60 year old blogger, Coronavirus and Wellness, Lockdown, Wellness and Mental Health

Lockdown- Surviving and Thriving

Hands up I’m not finding lockdown too hard. Of course I’m sad that my husband and I couldn’t celebrate his 60th birthday at The Fat Duck. I’m sad that I won’t be walking in the Brecon Beacons next week. I’m sad that I won’t be spending a weekend at Center Parcs in May. But, hopefully, these are all postponed not cancelled.

I am enjoying not getting up at 5am every morning to commute to work. I am making the most of having that bit of extra time to do other things. Although there has not been as much time as I had hoped.

I am, I know, very fortunate. I am working and have a garden. I’m not worried about money. Well apart from the economic impact on my pension. And I still have a social life albeit through a screen.

My education has equipped me with the knowledge of knowing what 2 metres looks like and what a household is. So far, so safe. Unfortunately, if my daily exercise is anything to go by, there are a lot of people that don’t have a clue. Or they just believe that the rules don’t apply to them. I’m not sure what is worse.

I first wrote about life in our new social distanced world a month ago. At that time I was focusing on my health and well-being. I intended to get more sleep, learn to meditate, keep fit and healthy and learn a new skill. I’m currently at two and a half out of four.

I’m getting eight hours sleep every night. Well as long as Oscar doesn’t become desperate to see off the fox taunting him at the backdoor.

I am exercising. I walk the dog and do one, sometimes two, classes over zoom. My gym has been excellent. Seventeen classes a week, fitness challenges, a rave night and a quiz night. A community. They are also responsible for my latest addiction. Myzone. Myzone is a heart rate monitor which tracks calories, exercise intensity and heart rate. Through the app I can track not only my progress but see how everyone else is doing. What I’m delighted about is that it monitors how hard you are working. Not how fast you are. Not how much weight you can lift. The intensity is recorded as a percentage of your maximum heart rate so is age adjusted. We all start equal and we all have the same objective. To gain Myzone Effort Points (MEPs) and get into the red zone.

So far so good but my diet is probably letting me down. I’ve put on a kilogram. It is the working day that takes the blame. I would normally prepare food to take to work. I am a Tupperware queen. Or I would go out at lunchtime to buy a salad. But working from home, going from meeting to meeting, I find myself heading to the bread bin when I have a few minutes spare. Not good.

As a consequence I’m looking fairly ropey. Oh how I wish I could apply an Instagram filter to Microsoft Teams. But with that not being an option (or is it?) my diet needs some urgent attention.

I have been trying to meditate. I join a guided meditation session every Sunday. I downloaded the Calm app to use every morning. But I’m finding it difficult. The science as to the benefits of meditation is robust. It reduces stress and anxiety and improves mental focus and clarity. So what’s not to like. I’m told that it takes practice therefore I will persevere as the rewards appear to be great. And I may have found an alternative to the eyes closed, palms facing upwards version (see below).

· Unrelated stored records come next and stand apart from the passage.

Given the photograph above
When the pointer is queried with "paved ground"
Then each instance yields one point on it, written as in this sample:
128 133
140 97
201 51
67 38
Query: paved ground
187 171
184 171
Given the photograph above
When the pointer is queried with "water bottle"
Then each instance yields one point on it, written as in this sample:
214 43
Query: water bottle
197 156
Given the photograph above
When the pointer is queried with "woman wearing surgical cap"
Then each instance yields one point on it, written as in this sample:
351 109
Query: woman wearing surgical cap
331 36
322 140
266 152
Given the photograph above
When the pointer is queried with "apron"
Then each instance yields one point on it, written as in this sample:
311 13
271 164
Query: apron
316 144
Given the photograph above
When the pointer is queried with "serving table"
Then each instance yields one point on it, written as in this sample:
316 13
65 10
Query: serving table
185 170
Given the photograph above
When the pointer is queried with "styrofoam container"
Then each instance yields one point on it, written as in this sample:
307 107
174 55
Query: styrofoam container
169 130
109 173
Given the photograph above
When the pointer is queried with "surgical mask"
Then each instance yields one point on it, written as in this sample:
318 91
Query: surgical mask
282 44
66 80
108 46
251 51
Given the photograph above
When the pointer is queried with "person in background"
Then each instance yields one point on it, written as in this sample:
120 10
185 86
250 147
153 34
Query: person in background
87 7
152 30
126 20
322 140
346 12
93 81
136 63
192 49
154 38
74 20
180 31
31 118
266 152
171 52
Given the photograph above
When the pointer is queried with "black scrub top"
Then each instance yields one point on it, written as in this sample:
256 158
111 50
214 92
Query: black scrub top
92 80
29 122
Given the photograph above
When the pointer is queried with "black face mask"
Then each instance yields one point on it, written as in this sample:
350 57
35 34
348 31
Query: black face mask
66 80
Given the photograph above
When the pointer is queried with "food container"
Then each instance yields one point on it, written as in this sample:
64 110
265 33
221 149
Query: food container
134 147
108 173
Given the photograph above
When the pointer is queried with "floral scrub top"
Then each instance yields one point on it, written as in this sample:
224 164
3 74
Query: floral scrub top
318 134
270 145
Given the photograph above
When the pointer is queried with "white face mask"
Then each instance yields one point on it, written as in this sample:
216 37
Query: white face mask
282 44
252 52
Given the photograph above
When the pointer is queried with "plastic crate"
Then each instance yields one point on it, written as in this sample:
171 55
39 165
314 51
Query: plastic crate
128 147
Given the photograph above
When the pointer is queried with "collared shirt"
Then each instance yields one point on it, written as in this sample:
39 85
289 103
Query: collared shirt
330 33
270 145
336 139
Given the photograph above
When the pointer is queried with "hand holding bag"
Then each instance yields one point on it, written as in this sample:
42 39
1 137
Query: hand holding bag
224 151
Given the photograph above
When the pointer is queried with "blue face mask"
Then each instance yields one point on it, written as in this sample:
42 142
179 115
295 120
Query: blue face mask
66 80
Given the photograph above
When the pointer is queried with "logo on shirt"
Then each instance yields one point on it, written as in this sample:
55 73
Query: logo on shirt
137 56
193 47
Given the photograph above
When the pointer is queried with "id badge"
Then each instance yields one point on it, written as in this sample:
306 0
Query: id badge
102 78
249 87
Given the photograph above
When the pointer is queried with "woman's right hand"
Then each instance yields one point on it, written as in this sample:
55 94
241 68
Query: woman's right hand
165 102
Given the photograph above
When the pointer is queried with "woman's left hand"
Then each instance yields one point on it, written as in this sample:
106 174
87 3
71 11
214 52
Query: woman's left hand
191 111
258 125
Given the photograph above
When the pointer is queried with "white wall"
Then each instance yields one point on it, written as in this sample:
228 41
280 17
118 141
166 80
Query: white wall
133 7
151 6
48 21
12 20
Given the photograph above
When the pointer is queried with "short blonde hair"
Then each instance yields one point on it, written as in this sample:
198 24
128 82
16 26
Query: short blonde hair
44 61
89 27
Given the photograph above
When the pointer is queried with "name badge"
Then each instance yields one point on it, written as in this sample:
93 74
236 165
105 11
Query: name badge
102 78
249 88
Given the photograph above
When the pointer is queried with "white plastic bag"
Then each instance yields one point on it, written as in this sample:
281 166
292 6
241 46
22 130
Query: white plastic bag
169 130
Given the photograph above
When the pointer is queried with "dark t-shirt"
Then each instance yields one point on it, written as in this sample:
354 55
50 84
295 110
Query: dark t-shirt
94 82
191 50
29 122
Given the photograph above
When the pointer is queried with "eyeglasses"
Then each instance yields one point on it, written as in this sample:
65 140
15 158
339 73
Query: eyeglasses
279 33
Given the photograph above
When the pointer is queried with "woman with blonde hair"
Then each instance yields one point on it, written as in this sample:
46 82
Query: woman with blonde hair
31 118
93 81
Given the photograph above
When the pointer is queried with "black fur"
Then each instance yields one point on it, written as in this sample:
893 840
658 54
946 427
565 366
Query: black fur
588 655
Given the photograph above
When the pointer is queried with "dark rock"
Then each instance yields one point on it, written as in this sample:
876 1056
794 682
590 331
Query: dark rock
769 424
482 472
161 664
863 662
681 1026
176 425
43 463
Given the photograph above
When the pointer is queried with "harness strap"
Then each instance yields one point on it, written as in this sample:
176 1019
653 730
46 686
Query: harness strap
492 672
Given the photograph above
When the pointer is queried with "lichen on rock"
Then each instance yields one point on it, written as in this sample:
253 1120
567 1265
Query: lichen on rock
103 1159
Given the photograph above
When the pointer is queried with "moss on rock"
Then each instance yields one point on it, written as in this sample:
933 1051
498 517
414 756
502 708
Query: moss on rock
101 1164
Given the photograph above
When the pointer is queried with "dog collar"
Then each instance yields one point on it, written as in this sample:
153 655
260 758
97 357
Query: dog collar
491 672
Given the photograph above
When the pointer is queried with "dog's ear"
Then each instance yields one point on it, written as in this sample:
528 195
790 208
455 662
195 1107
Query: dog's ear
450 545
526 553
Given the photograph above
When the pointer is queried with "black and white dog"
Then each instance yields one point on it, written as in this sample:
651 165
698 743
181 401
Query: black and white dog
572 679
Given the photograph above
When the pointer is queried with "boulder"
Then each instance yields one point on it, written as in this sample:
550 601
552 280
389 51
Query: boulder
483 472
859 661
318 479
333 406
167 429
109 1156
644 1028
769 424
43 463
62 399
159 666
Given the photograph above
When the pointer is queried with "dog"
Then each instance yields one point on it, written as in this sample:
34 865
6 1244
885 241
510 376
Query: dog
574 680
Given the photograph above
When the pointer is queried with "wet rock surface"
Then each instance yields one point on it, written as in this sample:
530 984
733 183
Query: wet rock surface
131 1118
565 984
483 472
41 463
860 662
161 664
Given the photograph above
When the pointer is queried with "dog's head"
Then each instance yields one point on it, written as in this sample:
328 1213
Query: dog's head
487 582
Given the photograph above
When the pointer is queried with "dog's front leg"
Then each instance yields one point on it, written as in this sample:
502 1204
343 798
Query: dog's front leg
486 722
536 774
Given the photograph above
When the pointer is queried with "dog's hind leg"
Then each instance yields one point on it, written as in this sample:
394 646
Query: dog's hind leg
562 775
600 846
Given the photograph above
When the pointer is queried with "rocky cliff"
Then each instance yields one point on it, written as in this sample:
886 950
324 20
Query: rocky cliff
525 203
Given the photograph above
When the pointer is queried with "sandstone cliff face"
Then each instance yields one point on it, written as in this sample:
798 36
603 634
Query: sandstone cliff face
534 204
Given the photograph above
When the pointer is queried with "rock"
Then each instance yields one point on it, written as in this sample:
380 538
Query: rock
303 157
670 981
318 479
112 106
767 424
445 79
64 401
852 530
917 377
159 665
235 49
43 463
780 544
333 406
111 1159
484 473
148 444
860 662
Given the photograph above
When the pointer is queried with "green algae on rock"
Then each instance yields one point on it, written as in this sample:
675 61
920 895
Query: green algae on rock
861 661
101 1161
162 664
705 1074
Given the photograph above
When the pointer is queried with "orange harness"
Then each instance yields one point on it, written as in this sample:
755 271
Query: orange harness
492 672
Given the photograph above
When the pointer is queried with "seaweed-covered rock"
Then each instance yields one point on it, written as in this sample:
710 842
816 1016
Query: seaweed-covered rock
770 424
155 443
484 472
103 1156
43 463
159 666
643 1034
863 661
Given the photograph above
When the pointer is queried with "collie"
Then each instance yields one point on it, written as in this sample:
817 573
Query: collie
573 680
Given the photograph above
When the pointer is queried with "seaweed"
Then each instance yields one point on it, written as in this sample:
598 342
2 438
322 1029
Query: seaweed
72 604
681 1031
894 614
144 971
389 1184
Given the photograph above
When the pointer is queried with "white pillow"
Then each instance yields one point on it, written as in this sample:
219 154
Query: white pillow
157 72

Finally, a new skill. With the assistance of YouTube I have learnt to crochet. And I’m loving it. It is more forgiving than knitting and progress is faster. That being the case I’m still slow. I have started to crochet a blanket. Each row takes an hour. There are 127 rows. I may finish it by the Autumn.

There is something very soothing about crochet. The smooth repetition calms the mind allowing your thoughts to go elsewhere or nowhere. It feels like I imagine meditation should feel so, of course, I googled ‘meditation and crochet’. And it is a thing. I may have cracked a new skill and meditation in one fell swoop.

Four weeks into social distancing, three weeks into lockdown I’m doing ok. I’m surviving and thriving. Long may it last.

N.B. Thank you to those who messaged me after my last blog. My finger eventually stopped bleeding and I had my INR checked on Tuesday. I was out of therapeutic range. Fortunately not by much. It will be checked again this week.